Thermal imaging is a robust sensing technique but its consumer applicability is limited by the high cost of thermal sensors. Nevertheless, low-resolution thermal cameras are relatively affordable and are also usually accompanied by a high-resolution visible-range camera. This visible-range image can be used as a guide to reconstruct a high-resolution thermal image using guided super-resolution(GSR) techniques. However, the difference in wavelength-range of the input images makes this task challenging. Improper processing can introduce artifacts such as blur and ghosting, mainly due to texture and content mismatch.

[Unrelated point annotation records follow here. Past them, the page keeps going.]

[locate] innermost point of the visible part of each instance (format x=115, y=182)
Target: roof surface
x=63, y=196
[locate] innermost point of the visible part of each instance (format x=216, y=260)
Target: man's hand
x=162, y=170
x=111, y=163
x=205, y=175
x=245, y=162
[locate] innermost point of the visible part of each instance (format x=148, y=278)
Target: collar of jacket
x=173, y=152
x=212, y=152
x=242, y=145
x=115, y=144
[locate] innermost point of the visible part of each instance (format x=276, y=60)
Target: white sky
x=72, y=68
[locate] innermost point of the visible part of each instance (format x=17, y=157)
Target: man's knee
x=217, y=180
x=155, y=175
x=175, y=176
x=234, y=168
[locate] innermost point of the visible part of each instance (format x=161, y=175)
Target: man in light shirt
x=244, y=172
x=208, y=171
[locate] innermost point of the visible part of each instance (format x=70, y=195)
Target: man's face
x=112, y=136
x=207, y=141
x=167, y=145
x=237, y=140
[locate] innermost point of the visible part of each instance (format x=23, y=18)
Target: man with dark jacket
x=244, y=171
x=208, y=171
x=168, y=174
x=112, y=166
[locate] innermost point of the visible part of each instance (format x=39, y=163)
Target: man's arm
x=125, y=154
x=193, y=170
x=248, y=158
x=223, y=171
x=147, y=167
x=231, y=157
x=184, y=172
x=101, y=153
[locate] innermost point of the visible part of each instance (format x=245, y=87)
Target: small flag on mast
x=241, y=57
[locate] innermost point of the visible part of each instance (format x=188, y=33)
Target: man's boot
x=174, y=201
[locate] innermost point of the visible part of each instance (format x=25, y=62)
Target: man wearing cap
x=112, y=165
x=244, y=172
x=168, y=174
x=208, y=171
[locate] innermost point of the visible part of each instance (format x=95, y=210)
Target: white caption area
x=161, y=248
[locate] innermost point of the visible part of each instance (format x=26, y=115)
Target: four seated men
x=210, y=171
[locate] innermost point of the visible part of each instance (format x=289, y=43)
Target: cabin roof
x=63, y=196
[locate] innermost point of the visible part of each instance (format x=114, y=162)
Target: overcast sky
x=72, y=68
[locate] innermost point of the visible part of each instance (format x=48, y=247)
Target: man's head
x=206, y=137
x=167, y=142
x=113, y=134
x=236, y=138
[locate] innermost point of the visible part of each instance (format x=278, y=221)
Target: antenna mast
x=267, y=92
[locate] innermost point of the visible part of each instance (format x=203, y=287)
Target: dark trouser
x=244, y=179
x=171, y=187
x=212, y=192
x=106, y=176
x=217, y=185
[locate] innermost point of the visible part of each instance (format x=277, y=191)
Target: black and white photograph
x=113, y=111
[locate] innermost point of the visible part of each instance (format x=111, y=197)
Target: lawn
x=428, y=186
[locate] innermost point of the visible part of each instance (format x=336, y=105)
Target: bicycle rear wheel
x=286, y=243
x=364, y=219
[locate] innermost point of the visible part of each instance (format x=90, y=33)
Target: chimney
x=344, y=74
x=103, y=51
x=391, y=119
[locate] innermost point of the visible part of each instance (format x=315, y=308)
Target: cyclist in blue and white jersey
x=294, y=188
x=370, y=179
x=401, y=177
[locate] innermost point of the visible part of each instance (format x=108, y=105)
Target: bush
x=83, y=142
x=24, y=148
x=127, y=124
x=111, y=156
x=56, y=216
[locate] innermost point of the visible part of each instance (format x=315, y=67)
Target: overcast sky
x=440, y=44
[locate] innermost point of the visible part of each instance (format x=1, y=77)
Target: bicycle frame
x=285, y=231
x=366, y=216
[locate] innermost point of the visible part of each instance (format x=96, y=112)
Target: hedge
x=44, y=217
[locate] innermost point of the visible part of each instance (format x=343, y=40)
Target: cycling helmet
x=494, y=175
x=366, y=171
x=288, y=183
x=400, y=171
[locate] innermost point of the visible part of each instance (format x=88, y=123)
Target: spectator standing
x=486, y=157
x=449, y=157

To this end, we propose a novel algorithm for guided super-resolution that explicitly tackles the issue of texture-mismatch caused due to multimodality. We propose a two-stage network that combines information from a low-resolution thermal and a high-resolution visible image with the help of multi-level edge-extraction and integration. The first stage of our network extracts edge-maps from the visual image at different pyramidal levels and the second stage integrates these edge-maps into our proposed super-resolution network at appropriate layers. Extraction and integration of edges belonging to different scales simplifies the task of GSR as it provides texture to object-level information in a progressive manner. Using multi-level edges also allows us to adjust the contribution of the visual image directly at the time of testing and thus provides controllability at test-time. We perform multiple experiments and show that our method performs better than existing state-of-the-art guided super-resolution methods both quantitatively and qualitatively.